Because of his documented intoxication, the teenager calling to report dad as the offender, and the audio of the death threat for any jury or judge to hear, it’s not exactly the best case to try in court. David agrees that an alternative resolution may be in his best interest.
I explain that any favorable resolution would need to be approved by a prosecutor, the judge, and most importantly his wife. He is confident that she would be open to working toward a suitable outcome if presented to her. I explain that the prosecutor will likely use a victim advocate to learn of her wishes, and her position on any outcome.
While we have a solid roadmap in place, we now have a lot of work to do in order to change the perception of David’s case. A superior outcome is a longshot if we do nothing proactively.
David sees the value in beginning a series of proactive steps on my program. Because of the documented alcohol in David’s system, he has been ordered to do random alcohol testing as part of his bond, and we discuss how to comply, but we agree to go above and beyond and begin using a portable breath testing machine. We agree that it’s our goal to have the court adopt our more aggressive testing, but for now, he will do both.
We want to show the judge and prosecutor that alcohol is not an underlying issue for David despite his past from 20 years ago. When told not to drink, he can comply, and he is not a threat to get drunk again and hurt someone he loves.
We also agree to begin a proactive program geared toward domestic violence cases, because David admits that he handled the situation poorly, and can certainly learn valuable lessons in deescalating situations; he wants to work on himself, because he’s been drinking more than usual, working long hours, and very stressed.
His actions don’t reflect how much he loves and respects his wife and children, but his underlying stress and drinking turned him into something he doesn’t want to become that evening. If that’s the worst incident that happens between him and his wife the rest of his life, he will be grateful, but he admits he needs help, because when he drinks, he can be someone he doesn’t want to be.
David is grateful to begin a program with specialized counseling, which incorporates a substance abuse component. I also advise David that I want him to go to a few AA meetings, and get a sense of how alcohol has impacted others.
It’s more educational at this point, because I want David to hear from the people who have lost careers, been divorced, lost respect of friends and family because of their drinking.
David also agrees that his actions caused a domino effect of public resources with the police, jail, prosecutor, court and judge all touching his case, because of his poor choice. He believes doing a few days of community service in the same city as his case would be a way to begin to counteract what happened and put positive vibes and energy back into the system.
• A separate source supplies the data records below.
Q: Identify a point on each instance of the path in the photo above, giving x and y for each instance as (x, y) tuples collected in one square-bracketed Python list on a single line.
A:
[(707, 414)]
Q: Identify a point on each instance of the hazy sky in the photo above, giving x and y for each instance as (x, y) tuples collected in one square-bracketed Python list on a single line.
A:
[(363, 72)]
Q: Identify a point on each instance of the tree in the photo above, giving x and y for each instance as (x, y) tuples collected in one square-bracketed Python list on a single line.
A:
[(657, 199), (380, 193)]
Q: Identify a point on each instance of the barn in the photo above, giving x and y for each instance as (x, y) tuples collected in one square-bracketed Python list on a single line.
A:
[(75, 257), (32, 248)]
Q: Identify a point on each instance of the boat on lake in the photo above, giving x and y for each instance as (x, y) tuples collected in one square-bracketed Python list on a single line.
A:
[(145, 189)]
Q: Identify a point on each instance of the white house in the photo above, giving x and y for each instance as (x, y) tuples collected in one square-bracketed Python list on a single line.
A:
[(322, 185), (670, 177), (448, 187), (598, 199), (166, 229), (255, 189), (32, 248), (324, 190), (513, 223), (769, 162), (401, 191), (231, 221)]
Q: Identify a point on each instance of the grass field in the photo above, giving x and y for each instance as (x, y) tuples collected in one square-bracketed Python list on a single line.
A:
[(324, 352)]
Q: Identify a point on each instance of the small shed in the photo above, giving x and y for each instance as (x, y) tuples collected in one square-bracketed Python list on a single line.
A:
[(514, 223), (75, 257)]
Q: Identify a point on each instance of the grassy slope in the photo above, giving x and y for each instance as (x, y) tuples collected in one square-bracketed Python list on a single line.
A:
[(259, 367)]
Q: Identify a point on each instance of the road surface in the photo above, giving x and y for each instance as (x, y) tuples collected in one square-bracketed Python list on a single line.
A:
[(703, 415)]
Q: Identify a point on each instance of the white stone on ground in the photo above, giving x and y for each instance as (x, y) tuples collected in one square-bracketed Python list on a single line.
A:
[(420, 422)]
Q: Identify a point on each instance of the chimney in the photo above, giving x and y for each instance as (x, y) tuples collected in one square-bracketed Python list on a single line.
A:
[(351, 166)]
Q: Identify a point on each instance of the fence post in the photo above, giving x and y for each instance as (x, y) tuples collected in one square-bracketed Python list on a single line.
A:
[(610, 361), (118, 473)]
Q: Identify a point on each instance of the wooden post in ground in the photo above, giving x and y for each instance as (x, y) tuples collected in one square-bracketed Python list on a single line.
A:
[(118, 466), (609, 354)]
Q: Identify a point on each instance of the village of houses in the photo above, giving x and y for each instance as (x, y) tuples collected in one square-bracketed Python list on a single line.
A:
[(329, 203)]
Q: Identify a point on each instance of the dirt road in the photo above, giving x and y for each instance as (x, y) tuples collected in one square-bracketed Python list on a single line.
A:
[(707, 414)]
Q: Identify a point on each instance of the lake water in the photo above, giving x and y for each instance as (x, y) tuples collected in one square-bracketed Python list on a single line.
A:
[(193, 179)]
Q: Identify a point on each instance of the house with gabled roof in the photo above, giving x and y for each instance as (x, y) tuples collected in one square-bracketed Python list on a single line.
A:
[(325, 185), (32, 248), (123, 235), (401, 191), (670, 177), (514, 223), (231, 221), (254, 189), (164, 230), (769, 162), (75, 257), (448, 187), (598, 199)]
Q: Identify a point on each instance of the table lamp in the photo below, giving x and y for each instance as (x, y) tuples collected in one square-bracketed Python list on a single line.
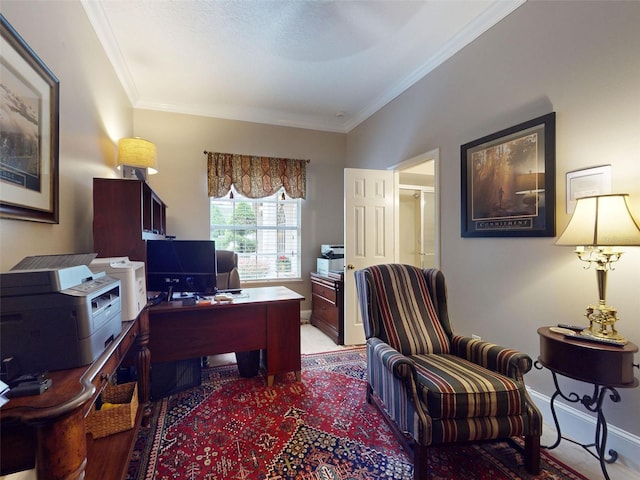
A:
[(600, 225), (137, 158)]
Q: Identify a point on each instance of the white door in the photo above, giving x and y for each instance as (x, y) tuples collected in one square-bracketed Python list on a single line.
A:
[(369, 236)]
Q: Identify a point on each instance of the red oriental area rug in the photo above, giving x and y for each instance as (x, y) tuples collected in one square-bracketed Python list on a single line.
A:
[(321, 428)]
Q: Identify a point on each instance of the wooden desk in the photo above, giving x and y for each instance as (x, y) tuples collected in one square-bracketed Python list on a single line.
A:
[(48, 430), (607, 367), (266, 318)]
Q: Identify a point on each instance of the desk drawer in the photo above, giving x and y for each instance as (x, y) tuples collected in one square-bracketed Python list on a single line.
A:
[(323, 291)]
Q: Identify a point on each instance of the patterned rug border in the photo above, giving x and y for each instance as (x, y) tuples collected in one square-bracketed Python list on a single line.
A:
[(503, 458)]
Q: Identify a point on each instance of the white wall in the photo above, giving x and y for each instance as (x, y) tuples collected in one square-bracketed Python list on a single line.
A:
[(181, 181), (581, 60), (94, 113)]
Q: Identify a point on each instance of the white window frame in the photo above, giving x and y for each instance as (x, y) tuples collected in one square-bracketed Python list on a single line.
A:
[(274, 265)]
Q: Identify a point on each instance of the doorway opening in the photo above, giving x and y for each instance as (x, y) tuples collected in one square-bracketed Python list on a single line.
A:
[(417, 207)]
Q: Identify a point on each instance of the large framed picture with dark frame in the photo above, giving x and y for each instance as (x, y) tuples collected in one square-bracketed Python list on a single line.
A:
[(28, 132), (508, 182)]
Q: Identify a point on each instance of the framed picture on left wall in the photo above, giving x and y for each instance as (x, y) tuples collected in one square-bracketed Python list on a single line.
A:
[(28, 132)]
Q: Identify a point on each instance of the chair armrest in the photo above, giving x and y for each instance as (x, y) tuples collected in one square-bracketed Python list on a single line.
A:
[(392, 360), (509, 362)]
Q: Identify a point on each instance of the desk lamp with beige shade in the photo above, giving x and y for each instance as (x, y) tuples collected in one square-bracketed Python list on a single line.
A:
[(600, 225)]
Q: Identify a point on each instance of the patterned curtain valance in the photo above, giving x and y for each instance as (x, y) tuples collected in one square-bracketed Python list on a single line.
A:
[(255, 177)]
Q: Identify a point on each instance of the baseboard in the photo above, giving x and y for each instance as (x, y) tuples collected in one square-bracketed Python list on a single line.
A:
[(581, 427)]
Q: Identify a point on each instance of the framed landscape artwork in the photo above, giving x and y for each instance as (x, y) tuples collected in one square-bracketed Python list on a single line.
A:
[(508, 182), (28, 132)]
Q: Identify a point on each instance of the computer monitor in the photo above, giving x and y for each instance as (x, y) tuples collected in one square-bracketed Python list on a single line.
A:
[(186, 266)]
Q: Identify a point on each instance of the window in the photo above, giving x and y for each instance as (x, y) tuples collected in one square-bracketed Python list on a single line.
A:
[(264, 232)]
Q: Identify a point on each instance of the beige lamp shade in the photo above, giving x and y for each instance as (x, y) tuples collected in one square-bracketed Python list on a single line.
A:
[(603, 220), (138, 153)]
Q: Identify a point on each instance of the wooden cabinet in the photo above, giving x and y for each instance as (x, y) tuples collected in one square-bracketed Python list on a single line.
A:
[(125, 214), (48, 431), (327, 303)]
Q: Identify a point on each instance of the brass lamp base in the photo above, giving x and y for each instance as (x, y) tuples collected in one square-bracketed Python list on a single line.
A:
[(602, 319)]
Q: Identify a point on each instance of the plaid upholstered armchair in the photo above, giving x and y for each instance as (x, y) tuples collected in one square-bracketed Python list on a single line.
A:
[(434, 386)]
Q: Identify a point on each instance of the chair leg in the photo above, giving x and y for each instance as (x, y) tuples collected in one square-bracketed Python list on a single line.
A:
[(532, 454), (420, 462)]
Within 24 hours of this terrible and regrettable incident, we now have a realistic set of goals to keep domestic violence off his record, avoid jail time, and help him learn from this incident, and be a better husband and father.
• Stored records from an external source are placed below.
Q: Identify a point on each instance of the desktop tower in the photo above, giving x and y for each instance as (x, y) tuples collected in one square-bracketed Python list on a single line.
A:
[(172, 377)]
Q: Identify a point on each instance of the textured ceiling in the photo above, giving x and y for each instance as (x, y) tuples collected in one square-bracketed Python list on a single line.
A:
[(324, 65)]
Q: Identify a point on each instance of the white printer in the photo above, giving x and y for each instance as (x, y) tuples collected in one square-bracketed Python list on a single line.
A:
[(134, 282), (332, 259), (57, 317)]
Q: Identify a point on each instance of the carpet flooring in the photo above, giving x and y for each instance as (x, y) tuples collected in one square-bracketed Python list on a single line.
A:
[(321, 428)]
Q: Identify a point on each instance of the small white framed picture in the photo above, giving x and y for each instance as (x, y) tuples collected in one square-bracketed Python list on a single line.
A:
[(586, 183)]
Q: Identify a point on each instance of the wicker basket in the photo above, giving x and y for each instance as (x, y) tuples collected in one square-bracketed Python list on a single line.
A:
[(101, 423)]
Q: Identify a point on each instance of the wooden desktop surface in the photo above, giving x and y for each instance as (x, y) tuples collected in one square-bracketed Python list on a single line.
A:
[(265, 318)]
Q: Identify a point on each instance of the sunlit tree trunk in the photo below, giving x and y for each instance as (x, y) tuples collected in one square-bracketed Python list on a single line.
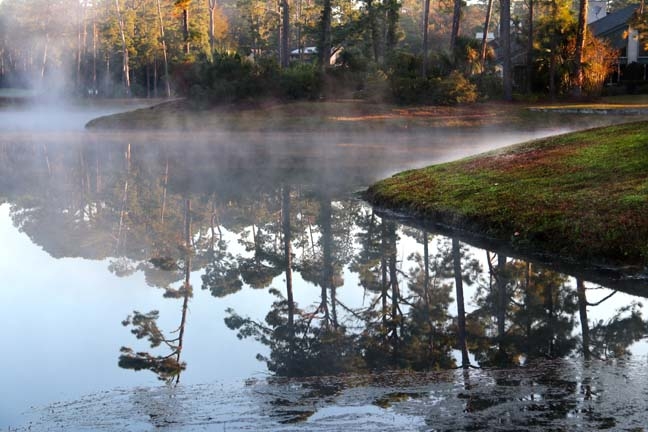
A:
[(581, 34), (164, 51), (484, 44), (285, 34), (456, 19), (125, 66), (375, 32), (529, 65), (185, 29), (325, 35), (426, 34), (393, 8), (212, 8), (505, 36)]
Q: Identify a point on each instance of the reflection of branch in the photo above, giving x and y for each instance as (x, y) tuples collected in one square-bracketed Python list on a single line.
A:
[(601, 301), (351, 311)]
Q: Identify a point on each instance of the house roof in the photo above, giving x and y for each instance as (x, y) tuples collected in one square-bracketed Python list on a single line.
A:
[(613, 22)]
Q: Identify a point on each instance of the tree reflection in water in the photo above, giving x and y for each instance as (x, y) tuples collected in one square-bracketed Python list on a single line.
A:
[(167, 367), (429, 303)]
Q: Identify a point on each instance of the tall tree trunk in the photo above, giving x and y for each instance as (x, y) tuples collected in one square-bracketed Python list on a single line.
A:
[(125, 66), (529, 65), (456, 19), (324, 53), (461, 311), (505, 36), (212, 8), (185, 30), (426, 34), (164, 51), (484, 45), (285, 34), (581, 36), (552, 56), (375, 32), (393, 8)]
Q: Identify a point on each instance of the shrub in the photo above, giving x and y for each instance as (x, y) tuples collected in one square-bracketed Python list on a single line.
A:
[(300, 81), (455, 89)]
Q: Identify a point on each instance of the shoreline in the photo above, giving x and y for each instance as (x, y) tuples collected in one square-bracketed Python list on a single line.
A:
[(581, 197)]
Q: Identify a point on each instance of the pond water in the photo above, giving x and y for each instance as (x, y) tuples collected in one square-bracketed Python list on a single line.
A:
[(131, 263)]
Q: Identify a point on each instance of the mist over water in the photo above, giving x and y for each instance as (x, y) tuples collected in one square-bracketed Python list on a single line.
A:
[(94, 227)]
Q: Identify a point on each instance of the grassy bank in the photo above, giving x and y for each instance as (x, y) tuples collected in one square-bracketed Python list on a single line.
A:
[(581, 196)]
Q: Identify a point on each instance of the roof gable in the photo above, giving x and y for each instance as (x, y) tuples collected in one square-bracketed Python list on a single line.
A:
[(614, 21)]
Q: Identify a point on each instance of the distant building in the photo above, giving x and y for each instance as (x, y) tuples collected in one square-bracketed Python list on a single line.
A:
[(310, 53), (489, 36), (615, 28)]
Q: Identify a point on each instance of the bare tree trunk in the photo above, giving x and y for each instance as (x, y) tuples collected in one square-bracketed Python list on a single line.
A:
[(581, 35), (45, 50), (164, 53), (325, 36), (212, 8), (482, 53), (185, 30), (393, 7), (426, 34), (125, 66), (285, 34), (505, 36), (529, 68), (456, 19), (375, 34)]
We embrace that this happened for a reason; nobody was seriously hurt, and we can turn this into a manageable situation. David understood that words, promises and best intentions don’t move the needle, and agreed to a comprehensive proactive approach to the problem.
We are now addressing the alcohol concerns, the conflict resolution and therapeutic issues, and counteracting breaking the law, by giving back valuable time and resources to the same community.
Imagine if David didn’t agree to all of this? That’s what 99.9 percent of people who are charged with domestic violence do every single day in Michigan. They allow the four corners of the police report to define them, and not a single thing changes when they go to court.
David is now on the path to creating a “true impression” of who he is, and where he plans to go in the future with the lessons learned from this case. He is in an excellent position to reach all of his goals, and return home to his family.